Old Shanghai was a city of contrasts. It was a place where anything was possible, a place of opportunity—where a homeless hoodlum could run a city, and an orphan girl could become a starlet—but also a city of brutal urban depravity. Much like Big-Eared Du, singer and actress Zhou Xuan knew both of these worlds.

Zhou Xuan—singer, actress, and China’s first true gramophone celebrity—was the “Golden Voice” (金嗓子jīn sǎngzi) of Old Shanghai. Her legendary beauty and on-screen charisma delivered starring roles in 43 films, and her breathy, sensuous, yet girly singing can be heard in over 200 songs. She was the Chinese Marilyn Monroe. But, like so many celebrities, her off-screen life—out of the public gaze—was far less glamorous.

Zhou was born Su Pu in 1918, and orphaned at the tender age of three. Life on the streets was rough, so she found a home in a brothel, where she was groomed to enter a life of prostitution.

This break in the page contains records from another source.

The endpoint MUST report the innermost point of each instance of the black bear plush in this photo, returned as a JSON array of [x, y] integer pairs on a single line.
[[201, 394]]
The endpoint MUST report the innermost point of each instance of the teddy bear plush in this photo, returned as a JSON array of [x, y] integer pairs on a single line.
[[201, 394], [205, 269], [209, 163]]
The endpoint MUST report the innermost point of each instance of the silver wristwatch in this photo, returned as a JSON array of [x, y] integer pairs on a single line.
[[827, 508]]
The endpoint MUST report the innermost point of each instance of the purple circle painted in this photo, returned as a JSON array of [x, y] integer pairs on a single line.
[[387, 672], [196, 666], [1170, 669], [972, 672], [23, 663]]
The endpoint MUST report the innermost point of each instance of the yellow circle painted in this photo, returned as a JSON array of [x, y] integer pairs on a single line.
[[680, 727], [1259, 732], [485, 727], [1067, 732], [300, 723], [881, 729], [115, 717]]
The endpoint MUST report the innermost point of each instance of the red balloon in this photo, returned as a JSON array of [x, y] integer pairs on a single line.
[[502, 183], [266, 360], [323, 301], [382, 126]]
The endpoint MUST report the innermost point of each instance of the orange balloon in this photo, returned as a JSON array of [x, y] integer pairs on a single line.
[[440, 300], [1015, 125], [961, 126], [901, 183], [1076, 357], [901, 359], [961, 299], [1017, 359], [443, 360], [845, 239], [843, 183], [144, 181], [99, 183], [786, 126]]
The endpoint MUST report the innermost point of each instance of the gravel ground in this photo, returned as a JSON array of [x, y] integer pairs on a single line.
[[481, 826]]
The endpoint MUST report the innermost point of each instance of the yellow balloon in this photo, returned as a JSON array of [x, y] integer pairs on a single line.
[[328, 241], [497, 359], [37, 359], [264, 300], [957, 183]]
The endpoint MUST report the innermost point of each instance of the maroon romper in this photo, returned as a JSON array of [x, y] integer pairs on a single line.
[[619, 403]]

But before that happened, a family found her, was charmed—as the rest of China soon would be—and adopted her away from the cruel life it could have been.

Even as a child, she sang beautifully, entering competitions and quickly winning acclaim. But her old persona had to be shed; at the age of 13, in line with the exploding patriotic verve that was taking over the nation, Su reinvented herself with a name cribbed from the popular resistance anthem, “zhou xuan yu sha chang zhi shang” (fighting the enemy on the battlefield). Su Pu was reborn as Zhou Xuan, “fight the enemy.”

Her pop songs were a hit, and played on radios across Shanghai. Listening to them today, like “Wandering Singer” (天涯歌女 Tiānyá Gēnǚ), “When Will You Come Back” (何日君再来 Hérì Jūn Zài Lái) or “Shanghai at Night” (夜上海 Yè Shànghǎi), it’s hard not to envision wooden birdcages, giggling girls in qipaos, and slick gangsters in long black scarves. When Zhou tried her hand at acting, it turned out she was good at that too; audiences loved her. Singing her own songs in the lead role of the 1937 film Street Angel, she became a superstar.

But it wasn’t all roses for the Golden Voice. Zhou was emotionally troubled, and prone to bouts of depression. She married twice, to a composer and a businessman, but both fell apart. She miscarried once, and raised the businessman’s son on her own. This all took its toll on her mental health, which tumbled.

By her 30s, Zhou was an idol, a diva, and a complete emotional wreck. She lived in and out of psychiatric institutions, and never fully recovered. After suffering one especially brutal nervous breakdown, she passed away in Shanghai in 1957. She was just 39 years old.